Physicians in the American Medical Association (AMA) also spoke out against the merger. The industry group argued the new company would drastically reduce competition in the pharmacy benefit management (PBM) market, resulting in higher drug prices for consumers.

In 2019, providers should be aware of the new “healthcare innovation company,” as CVS calls it. How the consumer-focused company will compete with providers could significantly impact patient volume and revenue.

Hackensack Meridian Health expands behavioral health through merger

New Jersey’s largest integrated health system Hackensack Meridian Health recently finalized a merger with a leading behavioral health provider in the state. Carrier Clinic based in Belle Mead, New Jersey will now be part of the health system’s network.

The health system called the deal a “rare partnership” between “a behavioral health provider and a multi-hospital network.”

Through the healthcare merger, Hackensack Meridian Health intends to bolster its mental health and addiction care services in light of growing emergency department visits for behavioral health issues and the opioid epidemic.

“We are writing a new chapter for the treatment of mental illness and substance use disorder as we integrate Carrier’s proven services into our network’s robust behavioral healthcare,’’ Robert C. Garrett, CEO of Hackensack Meridian Health, said in the announcement. “We must truly integrate behavioral health into healthcare and expand treatment options as our state battles a heroin epidemic that has claimed too many lives and devastated so many families.’’

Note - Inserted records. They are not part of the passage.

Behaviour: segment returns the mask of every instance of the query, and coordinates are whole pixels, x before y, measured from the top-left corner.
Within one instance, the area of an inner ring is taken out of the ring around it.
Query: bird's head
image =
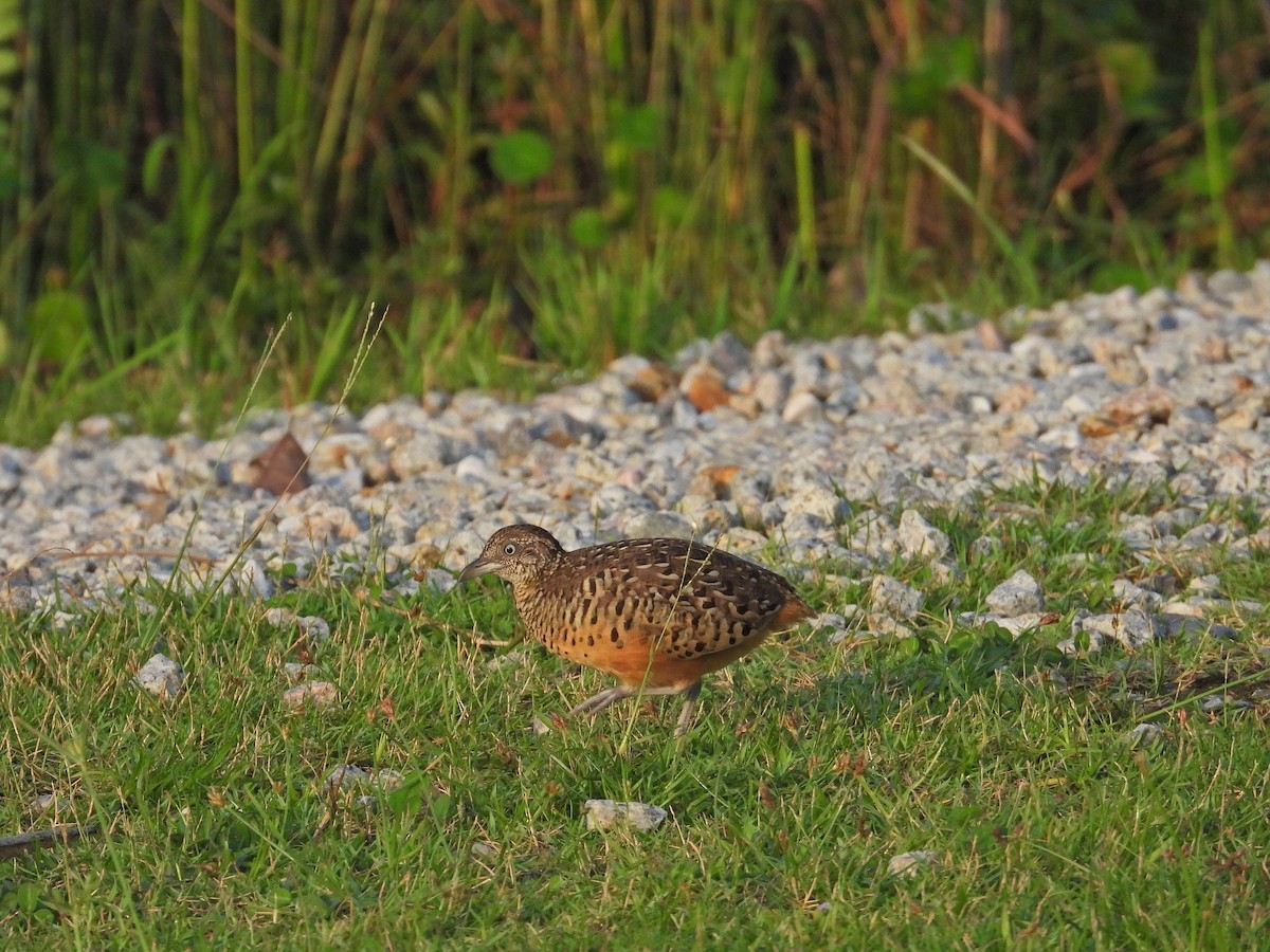
[[[564,550],[546,529],[505,526],[489,537],[480,556],[458,574],[458,580],[494,574],[522,585],[550,574],[563,557]]]

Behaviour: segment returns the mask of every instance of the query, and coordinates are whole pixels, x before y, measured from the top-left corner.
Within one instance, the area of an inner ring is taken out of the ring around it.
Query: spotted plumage
[[[701,677],[813,612],[776,572],[697,542],[640,538],[564,551],[545,529],[495,532],[460,580],[512,584],[528,633],[551,652],[621,682],[570,713],[635,694],[683,694],[687,730]]]

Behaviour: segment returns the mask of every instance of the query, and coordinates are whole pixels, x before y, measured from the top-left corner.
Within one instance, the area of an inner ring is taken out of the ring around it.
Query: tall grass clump
[[[1245,265],[1266,53],[1253,0],[0,0],[0,426],[215,419],[288,314],[321,395],[370,300],[381,386],[523,388]]]

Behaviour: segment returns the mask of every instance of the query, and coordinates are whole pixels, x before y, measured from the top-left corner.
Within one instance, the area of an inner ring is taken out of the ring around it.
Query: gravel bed
[[[513,522],[565,547],[777,539],[795,575],[869,578],[897,552],[945,559],[918,510],[1020,481],[1170,486],[1167,509],[1123,519],[1144,552],[1270,545],[1210,506],[1236,496],[1270,512],[1270,261],[963,330],[940,330],[946,316],[914,312],[908,334],[880,338],[770,333],[752,349],[723,334],[525,404],[428,393],[333,424],[331,407],[307,405],[211,440],[121,435],[127,421],[94,416],[39,449],[0,444],[0,607],[91,608],[174,572],[182,586],[227,574],[268,598],[284,565],[338,576],[370,560],[401,594],[446,589]],[[279,499],[249,485],[250,461],[287,432],[312,449],[312,485]],[[902,630],[921,593],[893,581],[872,592]],[[983,617],[1043,609],[1035,580],[1011,583]],[[1143,603],[1133,637],[1162,630],[1160,608]],[[1091,640],[1105,636],[1093,618]]]

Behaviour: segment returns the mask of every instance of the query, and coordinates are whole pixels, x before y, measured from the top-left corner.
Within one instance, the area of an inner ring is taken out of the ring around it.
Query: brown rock
[[[1139,387],[1109,400],[1081,420],[1081,435],[1107,437],[1128,429],[1149,429],[1168,423],[1173,402],[1160,387]]]
[[[707,363],[692,364],[679,381],[679,390],[700,413],[707,413],[725,405],[732,393],[724,386],[723,377]]]

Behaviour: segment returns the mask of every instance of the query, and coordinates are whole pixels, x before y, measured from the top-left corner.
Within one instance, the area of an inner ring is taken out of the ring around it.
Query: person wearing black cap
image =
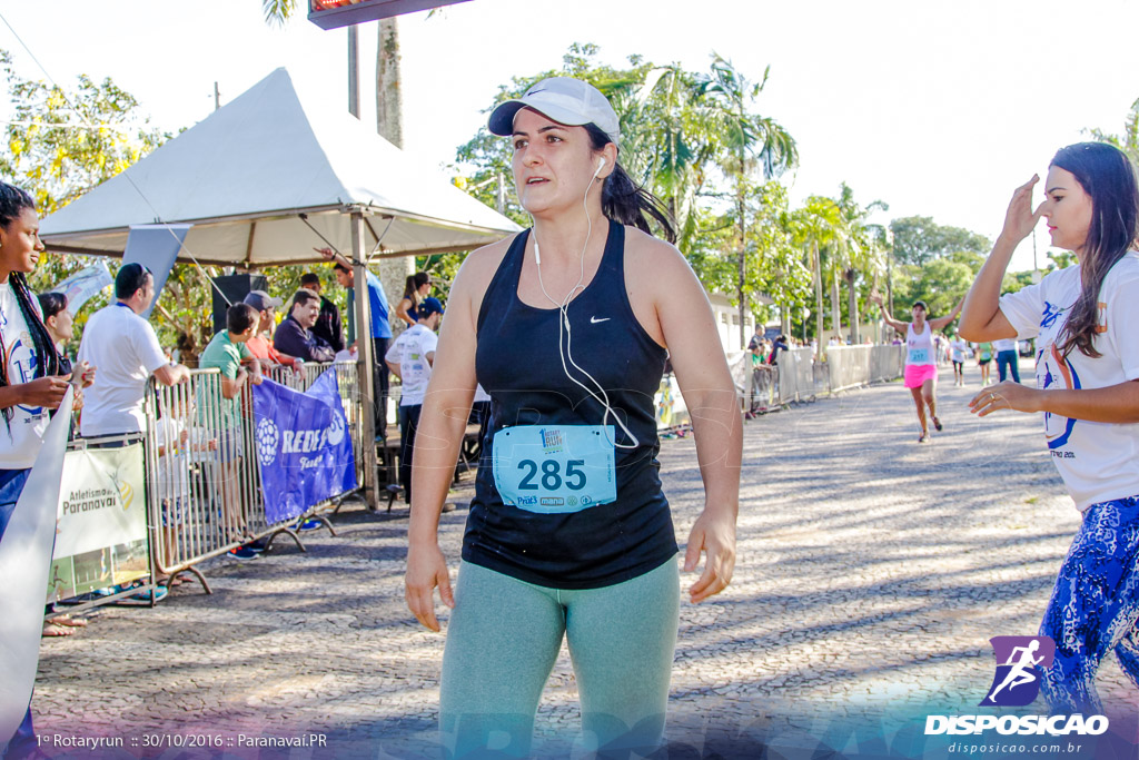
[[[301,288],[293,295],[289,314],[281,320],[273,333],[273,348],[304,361],[331,361],[336,356],[333,346],[312,334],[312,326],[320,313],[319,296]]]
[[[890,309],[883,302],[882,295],[877,291],[870,293],[870,300],[878,304],[882,311],[882,319],[899,333],[906,335],[906,370],[903,383],[913,397],[913,404],[918,410],[918,425],[921,433],[918,435],[918,443],[929,442],[929,426],[926,423],[926,408],[929,409],[929,419],[934,428],[940,433],[941,420],[937,419],[937,357],[934,352],[933,334],[945,329],[957,314],[961,313],[965,299],[957,302],[953,310],[944,317],[929,319],[925,301],[915,301],[911,313],[912,322],[903,322],[894,319]]]
[[[400,378],[400,485],[403,499],[411,504],[411,456],[416,446],[416,428],[423,410],[424,393],[431,381],[439,337],[435,330],[443,320],[443,304],[439,299],[424,299],[416,312],[415,325],[400,333],[387,350],[384,361]],[[453,507],[452,507],[453,508]]]
[[[115,300],[91,314],[79,346],[79,361],[98,367],[79,423],[84,438],[145,432],[147,378],[153,374],[164,385],[190,378],[189,369],[166,360],[154,327],[141,317],[154,301],[150,270],[139,263],[120,267]]]
[[[314,272],[301,275],[301,287],[320,296],[320,313],[317,316],[317,324],[312,326],[312,334],[333,346],[334,351],[343,351],[344,322],[341,321],[341,310],[325,295],[325,285],[320,281],[320,277]]]
[[[705,509],[688,589],[735,566],[743,420],[707,296],[661,202],[617,162],[620,130],[585,82],[547,79],[491,114],[510,136],[532,229],[473,252],[454,280],[411,475],[407,599],[448,624],[440,733],[450,757],[530,753],[563,639],[599,755],[650,755],[664,732],[680,608],[658,476],[654,393],[671,356],[696,426]],[[437,525],[467,415],[491,397],[456,593]],[[431,446],[424,442],[429,441]],[[456,606],[456,602],[458,602]],[[506,739],[506,749],[498,743]]]
[[[265,335],[272,335],[273,327],[277,326],[276,312],[281,305],[280,299],[274,299],[264,291],[249,291],[243,301],[257,310],[257,327],[253,337],[246,341],[245,346],[249,350],[262,369],[271,369],[276,365],[297,368],[296,359],[281,353]]]

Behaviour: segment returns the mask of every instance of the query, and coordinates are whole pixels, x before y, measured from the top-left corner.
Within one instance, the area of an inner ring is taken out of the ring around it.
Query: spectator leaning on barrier
[[[3,417],[0,420],[0,539],[43,446],[49,410],[58,408],[67,393],[67,381],[58,376],[59,360],[51,336],[24,277],[35,269],[43,253],[39,230],[32,196],[0,182],[0,412]],[[43,562],[50,562],[50,557],[44,556]],[[35,607],[34,612],[26,607],[5,608],[3,614],[42,614],[42,597]],[[0,664],[7,662],[0,661]],[[13,758],[38,751],[31,705],[16,733],[0,736],[0,746],[3,744],[8,745],[8,757]]]
[[[144,432],[147,378],[153,374],[163,385],[175,385],[190,377],[189,369],[166,361],[154,328],[139,316],[154,300],[150,270],[123,264],[115,276],[115,299],[91,314],[79,346],[79,361],[99,370],[80,416],[84,438]]]
[[[355,275],[352,273],[352,267],[349,264],[349,260],[341,254],[334,252],[331,248],[317,248],[320,255],[325,256],[329,261],[335,262],[333,270],[336,272],[336,281],[339,283],[341,287],[349,292],[349,341],[355,341],[355,309],[354,300],[355,292],[352,289],[355,287]],[[376,440],[387,438],[387,379],[388,369],[387,365],[384,363],[384,357],[387,356],[387,345],[392,340],[392,326],[388,324],[390,309],[387,307],[387,296],[384,295],[384,286],[380,284],[379,278],[368,272],[368,300],[371,307],[371,340],[374,343],[375,351],[375,363],[376,373],[372,381],[372,394],[376,400],[375,407],[375,418],[376,418]]]
[[[416,324],[395,338],[384,360],[403,383],[400,394],[400,485],[403,499],[411,504],[411,455],[416,444],[416,428],[424,407],[424,394],[435,362],[439,329],[443,320],[443,304],[439,299],[424,299],[416,310]]]
[[[316,305],[313,303],[313,305]],[[198,415],[207,431],[218,431],[218,455],[222,465],[221,502],[230,540],[246,532],[237,488],[237,460],[241,456],[241,407],[239,398],[246,381],[261,383],[261,363],[249,353],[246,342],[256,333],[261,316],[247,303],[235,303],[226,312],[226,329],[213,336],[198,366],[221,371],[221,406],[214,403],[208,385],[198,385]],[[248,371],[241,366],[249,362]]]
[[[253,337],[245,342],[245,346],[261,362],[262,371],[277,365],[296,369],[296,359],[281,353],[265,338],[265,334],[271,333],[277,322],[274,316],[277,308],[281,305],[281,300],[272,297],[264,291],[249,291],[243,303],[249,304],[257,312],[257,327],[253,332]]]
[[[320,314],[320,296],[306,288],[293,295],[288,317],[281,320],[273,333],[273,348],[281,353],[304,361],[331,361],[336,356],[333,346],[312,334],[312,326]]]
[[[341,321],[341,310],[325,296],[325,286],[313,272],[301,275],[301,287],[320,296],[320,314],[312,326],[312,334],[333,346],[334,351],[344,350],[344,324]]]

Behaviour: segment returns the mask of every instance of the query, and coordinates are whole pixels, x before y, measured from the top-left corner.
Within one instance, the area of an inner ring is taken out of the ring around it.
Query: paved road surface
[[[747,423],[735,582],[682,605],[673,757],[911,706],[976,712],[993,672],[988,639],[1036,631],[1079,522],[1039,420],[973,419],[965,402],[976,390],[942,383],[945,431],[927,446],[900,384]],[[665,441],[661,460],[683,539],[703,506],[693,441]],[[462,506],[443,516],[452,559]],[[337,747],[318,757],[436,757],[443,637],[403,604],[405,513],[352,508],[335,523],[336,538],[305,537],[308,553],[281,541],[256,561],[213,565],[213,596],[188,583],[157,610],[106,608],[80,635],[46,639],[41,733],[123,737],[131,757],[196,734],[309,732]],[[1133,711],[1124,680],[1109,661],[1101,694]],[[576,725],[563,648],[535,751],[568,755]]]

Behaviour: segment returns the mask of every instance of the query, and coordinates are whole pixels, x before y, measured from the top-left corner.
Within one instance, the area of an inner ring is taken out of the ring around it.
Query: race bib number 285
[[[542,514],[581,512],[617,498],[613,426],[517,425],[494,434],[502,502]]]

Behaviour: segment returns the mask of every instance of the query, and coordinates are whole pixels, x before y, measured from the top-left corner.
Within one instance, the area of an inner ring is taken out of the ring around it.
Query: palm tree
[[[794,238],[810,255],[808,267],[814,279],[814,324],[816,337],[820,348],[823,345],[822,325],[822,251],[829,250],[838,242],[842,229],[842,213],[834,198],[812,195],[806,198],[802,209],[792,212],[792,230]]]
[[[795,140],[773,119],[752,112],[752,105],[763,91],[771,72],[769,66],[759,82],[748,81],[730,60],[719,55],[712,59],[711,73],[699,76],[698,92],[704,98],[707,122],[718,137],[718,158],[731,180],[739,226],[737,256],[739,262],[739,338],[746,342],[745,314],[747,295],[747,209],[749,178],[756,166],[764,179],[780,175],[798,162]]]
[[[696,198],[716,144],[707,129],[698,84],[680,64],[648,71],[628,98],[611,96],[625,134],[622,150],[638,156],[644,183],[677,222],[677,247],[688,253],[697,234]]]

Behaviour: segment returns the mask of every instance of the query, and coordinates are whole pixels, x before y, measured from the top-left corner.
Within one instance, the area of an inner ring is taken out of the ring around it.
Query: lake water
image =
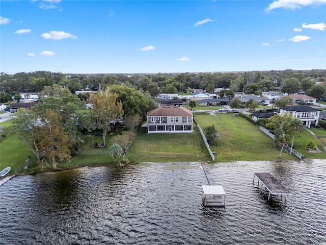
[[[198,162],[84,167],[16,177],[0,187],[3,244],[326,244],[326,162],[209,165],[226,207],[203,206]],[[268,172],[292,195],[253,185]]]

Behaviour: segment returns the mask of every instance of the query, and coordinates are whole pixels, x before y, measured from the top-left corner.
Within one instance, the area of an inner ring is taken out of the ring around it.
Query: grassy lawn
[[[23,170],[25,160],[32,153],[25,143],[21,141],[18,135],[7,136],[0,143],[0,168],[11,167],[9,175],[15,174],[16,170]]]
[[[218,154],[215,162],[233,160],[279,160],[280,149],[273,146],[273,140],[245,119],[233,116],[233,113],[217,114],[215,116],[207,113],[196,113],[195,119],[202,129],[214,125],[219,132],[221,139],[217,145],[212,146],[213,152]],[[1,124],[6,128],[10,121]],[[147,134],[146,128],[139,130],[137,139],[127,154],[131,162],[186,162],[199,160],[211,161],[197,127],[192,134]],[[326,141],[326,131],[322,129],[310,129],[324,141]],[[114,134],[116,134],[115,132]],[[95,133],[94,140],[102,143],[101,135]],[[106,143],[112,137],[106,136]],[[320,142],[307,130],[301,136],[294,138],[294,149],[303,154],[306,158],[326,159],[326,154],[308,153],[305,146],[310,142],[317,145]],[[65,168],[75,166],[114,164],[114,160],[107,153],[107,149],[87,149],[92,153],[72,158],[70,163],[60,163],[58,168]],[[0,168],[11,166],[13,174],[24,170],[25,159],[33,154],[25,144],[21,142],[17,135],[9,135],[0,143]],[[296,160],[293,155],[285,151],[283,160]],[[118,159],[118,160],[121,159]],[[46,169],[51,169],[51,164],[45,164]],[[33,171],[37,168],[29,170]]]
[[[209,161],[200,134],[194,128],[192,134],[147,134],[141,128],[127,156],[136,162]]]
[[[326,130],[324,129],[315,129],[314,128],[312,128],[309,129],[313,132],[315,134],[318,135],[323,141],[326,143]]]
[[[259,130],[258,127],[241,117],[233,114],[218,114],[212,116],[207,114],[195,115],[195,119],[202,129],[214,125],[220,135],[216,146],[211,146],[213,152],[219,153],[215,161],[232,160],[278,160],[280,148],[273,146],[273,139]],[[305,155],[306,158],[324,158],[325,154],[308,154],[305,146],[309,142],[318,143],[310,134],[305,131],[302,136],[295,137],[294,149]],[[301,149],[296,145],[301,144]],[[293,155],[285,151],[282,159],[296,160]]]

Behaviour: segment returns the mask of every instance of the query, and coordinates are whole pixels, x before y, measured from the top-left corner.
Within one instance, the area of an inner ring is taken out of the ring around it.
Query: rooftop
[[[163,106],[152,110],[147,113],[147,116],[193,116],[191,111],[178,106]]]

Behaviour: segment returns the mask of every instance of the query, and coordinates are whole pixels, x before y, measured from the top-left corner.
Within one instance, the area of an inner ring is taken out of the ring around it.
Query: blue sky
[[[0,2],[9,74],[326,69],[326,0]]]

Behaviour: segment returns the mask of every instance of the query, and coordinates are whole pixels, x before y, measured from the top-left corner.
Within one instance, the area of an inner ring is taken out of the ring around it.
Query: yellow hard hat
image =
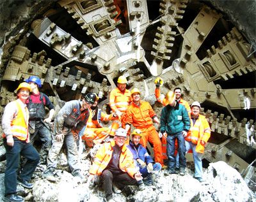
[[[140,94],[140,91],[139,89],[137,88],[134,88],[131,91],[131,94],[132,96],[132,94],[135,92],[138,92]]]
[[[172,90],[170,90],[168,92],[167,92],[166,97],[166,99],[169,102],[169,104],[173,103],[176,99],[175,94]]]
[[[199,103],[199,102],[198,102],[198,101],[195,101],[195,102],[193,102],[193,103],[192,103],[192,105],[191,105],[191,108],[192,108],[193,106],[197,106],[198,107],[199,107],[199,108],[201,108],[201,105],[200,105],[200,104]]]
[[[30,85],[27,82],[22,82],[20,85],[19,85],[17,89],[14,91],[15,93],[19,92],[19,90],[20,89],[27,89],[28,90],[31,91],[31,88],[30,87]]]
[[[96,101],[98,101],[99,99],[99,96],[97,96],[97,94],[96,93],[95,93],[95,92],[93,92],[93,94],[94,94],[95,95],[95,96],[96,96]]]
[[[142,137],[142,132],[140,129],[134,129],[132,133],[132,136],[138,135],[139,136]]]
[[[120,76],[117,80],[118,83],[127,83],[127,80],[124,76]]]
[[[162,85],[164,83],[164,80],[163,80],[162,78],[157,77],[157,78],[155,79],[155,84],[159,83],[161,85]]]

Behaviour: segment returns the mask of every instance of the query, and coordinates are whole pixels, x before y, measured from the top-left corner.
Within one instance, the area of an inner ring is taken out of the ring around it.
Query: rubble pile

The health system and behavioral health provider plan to improve care for patients by opening new addiction treatment centers, offering urgent care centers with behavioral health services on site, and coordinating physical and behavioral health for patients.

With hospital costs nearing $2 billion for opioid overdose care, more providers may be seeking closer alignment with behavioral health providers. Health reforms such as value-based care will also push providers to treat the whole patient and not just their physical health to improve health outcomes and the bottom line.

Dignity Health and Catholic Health Initiatives still merging

The anticipated merger between Dignity Health in California and Catholic Health Initiatives in Colorado made the 2018 list of top hospital merger deals. But with no final merger announcement, the deal is also slipping onto the 2019 list.

The Catholic health systems signed a definitive agreement to merge in December 2017 with the goal of closing the deal by the end of 2018. In 2018, the merger deal also received Vatican and state approval albeit with some caveats from California’s Department of Justice.

However, the systems agreed to push back the closing date to Jan. 31, 2019 to “finalize the last steps to bring our operations together and to combine our ministries, including the completion of licenses, certifications and other administrative items,” the health systems stated.

The systems intend to create CommonSpirit Health, a 139-hospital system with over 700 care sites in 28 states. The combined system would also bring in nearly $30 billion in revenue.

Healthcare mergers are seemingly here to stay. Providers, payers, and healthcare companies are rapidly consolidating to survive in a competitive and changing economy.

2019 will surely bring its own batch of healthcare merger proposals and finalizations. But providers should anticipate federal and state scrutiny to increase in the coming year as policymakers and stakeholder question whether healthcare M&A is truly beneficial to the consumer.